Kiowa Bryan: It is a classic cocktail with gin, Campari, and sweet vermouth.

Rico Gagliano: Why is that the bartender’s favorite?

Kiowa Bryan: Campari. The bitterness to it is just a bartenders best friend.

Rico Gagliano: Why is that? Just because it so instantly transforms other flavors?

negroniKiowa Bryan: I don’t know. Bartenders just have a… I feel like our palettes love that bitter element.

Rico Gagliano: It does have sort of a grown up flavor to it. It’s not like a mudslide, for sure.

Kiowa Bryan: Yes. When I was 21 and I tasted Campari for the first time I thought it was terrible and an old man’s drink, but now that’s the only thing that’s in my cabinet. Campari and sweet vermouth and every other spirit so that I can make any variation on a negroni I want.

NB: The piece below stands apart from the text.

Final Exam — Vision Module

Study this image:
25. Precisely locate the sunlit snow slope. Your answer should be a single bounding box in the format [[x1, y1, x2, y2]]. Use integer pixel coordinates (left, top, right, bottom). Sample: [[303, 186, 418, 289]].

Rico Gagliano: What is the process for preparing this as opposed to say mixing it one at a time?

Kiowa Bryan: We make it by adding a shrub to it and a shrub keeps for a long period of time.

Rico Gagliano: A shrub, of course, is fermented vinegar sugar kind of confection that’s put in the cocktails to make them sweet and sour. Does that actually help the drink be kegged?

Kiowa Bryan: Sugar and vinegar act as a natural preservative so if you were to use a fresh fruit juice in a keg cocktail it wouldn’t stay fresh as long or actually originally a shrub was created to preserve fruit longer.

Also it has this nice sweet and sour component. The acid that’s in the vinegar just compliments that bitterness of the drink really nicely.

Rico Gagliano: It’s like nature’s BHT, isn’t it?

Kiowa Bryan: Absolutely. Yeah, it’s the most natural preservative – vinegar and sugar.

Rico Gagliano: How long actually will it preserve the cocktail? How long will it last in the keg without losing flavor?

Kiowa Bryan: Probably it could go about two weeks, but it’s been so popular that we’ve been going through five gallons every four to five days.

Rico Gagliano: Can I try this thing?

Jeremy Adler: Definitely.

Rico Gagliano: It looks like a beer tap here although albeit a very nice stainless steel one. It’s weird because I’ve never seen something bright red come out of a bar tap before.

Kiowa Bryan: Guests are always confused. They think it’s just beer coming out and they see something bright red. Then it’s just like the mystique of “What is coming out of that tap?” and then everyone wants to try it. It’s one of those things like you see… A guest sees one getting poured and then everybody in the room wants to try it.

Rico Gagliano: It’s a little bit vampire-y which makes it part of the zeitgeist right now.

Kiowa Bryan: Absolutely.

Rico Gagliano: You weren’t inspired by “Twilight” were you?

Kiowa Bryan: I’m not going to answer that question.

Rico Gagliano: I’m going to sip this thing. Oh, and you’ve got a nice slice of blood orange in it as well. Here we go.

That is lovely!

Jeremy Adler: We want it to be carbonated. Right now it’s frizzante.

Rico Gagliano: That’s a great word. What does that mean?

Jeremy Adler: It’s Italian for ‘just a little bubble.’

Rico Gagliano: Just a tiny bubble?

Jeremy Adler: Yeah. Frizzante!

Rico Gagliano: I love that. It’s a beautiful word for something that didn’t quite happen.

Jeremy Adler: Well, you know, it still tastes good.